Dr. Behooving's quick bike wash

Youtube is a veritable Mount Everest of clips showing people cleaning their bikes. Alas, they're all bollocks. That was, until this morning, when I uploaded this clip outlining what I hope in time will come to be known as The Behooving Method. It's quick enough that you'll want to do it after each messy ride.
Click to view

If John Boy had been into mountainbikes

Some time ago I was riding what I now call my pub bike—a 15 year old yellow cro-mo trailblazer that nobody would steal—along a bush trail. It was an undulating section, one most mountain bike riders would attack at full speed, in their peer group pressurized conveys, as they do, with their camel backs and anodized Chris King hub and the likes. Me, I was taking it smooth, telling myself I was John Boy Walton with apples in the back for my mammy to bake into pie. Just moments before passing a snake, and thus forgetting this equally remarkable sight, I passed a laid back cat on a roadster with rattling steel fenders, who smiled a board smile from his beard as he passed me.
I really should move to the edge of some urban bushland and commute through it each day to work. I could pretend I'm a hunter. For now though I'm thinking of designing a bike for mountain bike riders like me, who go a bit slower and daydream. I'm seeing the lug work and fenders of Rivendell's Bombadil, the angles of Pashley's Guv'nor, maybe some of the Italian panache of Signo's Green Man, and certainly big Surly Pugsley style tires, ala the Moots Snow Bike pictured above. 
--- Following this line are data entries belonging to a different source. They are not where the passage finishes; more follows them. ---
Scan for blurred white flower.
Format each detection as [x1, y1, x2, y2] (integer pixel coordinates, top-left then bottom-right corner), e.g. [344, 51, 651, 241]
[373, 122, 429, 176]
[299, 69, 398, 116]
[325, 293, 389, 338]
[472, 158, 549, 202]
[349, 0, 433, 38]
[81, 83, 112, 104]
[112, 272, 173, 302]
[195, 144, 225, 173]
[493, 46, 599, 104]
What else to name such a bike, but John Boy, of course! I remember John Boy was exuberant, in the manner of Jeff Jones pictured mid air there, meaning John Boy the bike would have to cope with hard landings. Yet John Boy was dutiful, like the charming young Gusto with his luggage tray for helping old ladies with shopping. John Boy the bike should stand against all me generations. So much to consider!